Ramblings Post #181
In boxing, your average contender prepares by dueling in sparring sessions where they get in the ring with guys paid to mimic the style of their upcoming foes. It can be educational, insightful, occasionally painful when you find where your own weak spots are... and they charge tickets for you to see it. So you can pay to watch him spar, and then pay again to watch him box which is a hell of a racket. They ought to be 'shame of themselves. What does that have to do with this entry? This is legal sparring.
Our law school "Mock Trials" are almost upon us, and for the first time I'm feeling a little nervous about this particular legal sparring session.
You see, as part of my law school's program, all students have to put together one side of a trial, as either the attorney for the plaintiff/state or defendant. Opening statements, direct, cross, objections, closing all that, closer to real life than Matlock or Law and Order. During one of those frequent "why are we doing this" discussions the infest law school, I was informed by a classmate, most law schools don't require this, because the truth of the matter is most lawyers don't go to court. The best ones keep you out. Lawyers are by in large negotiators and counselors, so knowing how to effectively run a trial is one more specialized skill in the legal quiver. But then my school also starts you off in Property law, which a lot of schools also don't require, so I guess everyone's mix is a little different.
I work for a living, so I went over my pre-trial motions this weekend, sat down last night and put a few final hours into it and sent if off...incidentally fifteen minutes before the power went off at my house due to the storm that rolled through.
I was feeling good about the whole thing until I got the motions from our opposing counsel today around noon. I thought I had crafted a fairly good argument in mine. I had researched a mix of motion formats from a couple of sources since I figured mine was fairly cut and dried, basic rules of evidence stuff, and cobbled together what seemed like a comprehensive motion.

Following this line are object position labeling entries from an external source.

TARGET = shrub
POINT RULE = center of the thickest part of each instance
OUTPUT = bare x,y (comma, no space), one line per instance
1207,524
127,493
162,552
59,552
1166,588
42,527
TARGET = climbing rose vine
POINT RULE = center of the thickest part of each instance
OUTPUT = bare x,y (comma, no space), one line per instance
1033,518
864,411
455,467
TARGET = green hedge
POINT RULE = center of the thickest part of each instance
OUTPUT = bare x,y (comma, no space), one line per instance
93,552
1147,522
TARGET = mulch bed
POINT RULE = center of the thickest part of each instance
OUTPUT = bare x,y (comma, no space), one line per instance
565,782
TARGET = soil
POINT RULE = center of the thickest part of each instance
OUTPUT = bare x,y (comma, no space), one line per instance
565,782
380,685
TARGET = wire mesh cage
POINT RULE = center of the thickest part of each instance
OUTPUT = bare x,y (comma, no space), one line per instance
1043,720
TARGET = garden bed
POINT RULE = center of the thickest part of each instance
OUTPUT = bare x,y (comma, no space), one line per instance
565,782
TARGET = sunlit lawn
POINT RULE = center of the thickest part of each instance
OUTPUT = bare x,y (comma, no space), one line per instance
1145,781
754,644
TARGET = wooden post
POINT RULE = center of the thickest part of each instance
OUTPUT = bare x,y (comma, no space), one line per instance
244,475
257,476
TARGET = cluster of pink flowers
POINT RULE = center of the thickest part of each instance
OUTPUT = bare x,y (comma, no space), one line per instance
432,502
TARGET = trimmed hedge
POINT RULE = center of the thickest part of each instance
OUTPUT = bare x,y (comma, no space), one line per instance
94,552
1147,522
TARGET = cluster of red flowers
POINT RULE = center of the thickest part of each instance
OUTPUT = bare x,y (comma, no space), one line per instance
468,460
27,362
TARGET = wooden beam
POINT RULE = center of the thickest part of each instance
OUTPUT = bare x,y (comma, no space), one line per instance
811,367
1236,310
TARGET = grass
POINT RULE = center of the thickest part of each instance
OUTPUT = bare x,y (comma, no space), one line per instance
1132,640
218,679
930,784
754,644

What I got from opposing counsel used the single example the prof sent out as a blueprint, and included what I consider to be a lot more depth than mine. A lot more. I cited rules and made impassioned argument - they cited case law.

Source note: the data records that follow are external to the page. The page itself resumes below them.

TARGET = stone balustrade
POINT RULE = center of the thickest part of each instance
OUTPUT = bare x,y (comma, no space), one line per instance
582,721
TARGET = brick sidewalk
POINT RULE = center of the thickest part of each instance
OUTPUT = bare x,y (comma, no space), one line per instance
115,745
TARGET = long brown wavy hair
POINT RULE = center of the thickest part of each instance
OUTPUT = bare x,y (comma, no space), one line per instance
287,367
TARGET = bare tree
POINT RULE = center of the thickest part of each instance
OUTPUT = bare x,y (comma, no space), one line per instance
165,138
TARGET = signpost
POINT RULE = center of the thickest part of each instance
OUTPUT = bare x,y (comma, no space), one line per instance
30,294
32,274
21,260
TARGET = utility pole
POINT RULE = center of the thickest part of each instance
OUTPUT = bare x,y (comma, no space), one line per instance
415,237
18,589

I only just got the lasagna right, as evidenced by my previous brief earning a few good comments for being logical and easy to follow. My prof had given indicated it seemed like I was getting it. Did I get smug while I wasn't looking? I'm hoping it's that I just misunderstood the assignment or using the model I constructed was an acceptable option. I was just getting into the swing of this, getting all hyped up to get my Johnnie Cochran on, but now I'm not so sure. Yes, I figured not only would I do all those things necessary to show I understood the procedure (the point of the class)...I would win the case too! But that's just confidence, not arrogance, right?
Right?
In any case, its done and gone, and oral arguments are upon me - again. I need to get with my trial partner to see which motion she wants to handle.
Barkeep - one them aperitifs. I don't know why.